|
Yeah, like Conti said, the numbers listed next to each opponent is the rating of the opponent (in the given matchup) at the time the match was played.
Edit: The traffic stats skyrocket when this thread is bumped at a US-friendly time, lol.
|
opterown
Australia54784 Posts
ok hmm after looking at recent results i think you may have them a bit too volatile, haha
|
On December 18 2012 08:25 opterown wrote: ok hmm after looking at recent results i think you may have them a bit too volatile, haha Well, do I have good news for you then.

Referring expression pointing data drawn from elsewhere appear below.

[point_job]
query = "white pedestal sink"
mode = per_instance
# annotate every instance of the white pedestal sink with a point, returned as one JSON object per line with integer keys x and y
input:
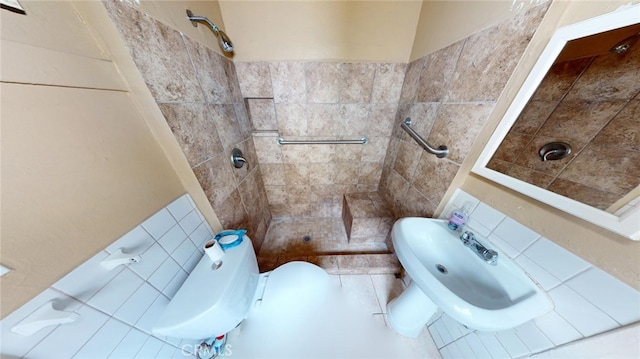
{"x": 450, "y": 276}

I made some tweaks today and I think I can make it a bit less volatile without impacting the predictive power. There are four parameters:
– RD (rating deviation) decay. How fast does uncertainy grow when a player doesn't play. Currently 0.01. – Initial RD. How uncertain is the rating of a new player. Currently set at 0.5. – Minimal RD. Currently set at 0.13. – Period length. Currently 14 days. I won't touch this one.
A player's rating changes quickly if his or her RD is high. Thus a large minimal RD will create volatility among "stable" players, a large RD decay will create volatility among players who play less frequently, and a large initial RD will create volatility amont totally new players.
Here is a plot showing the predictive power of the original system.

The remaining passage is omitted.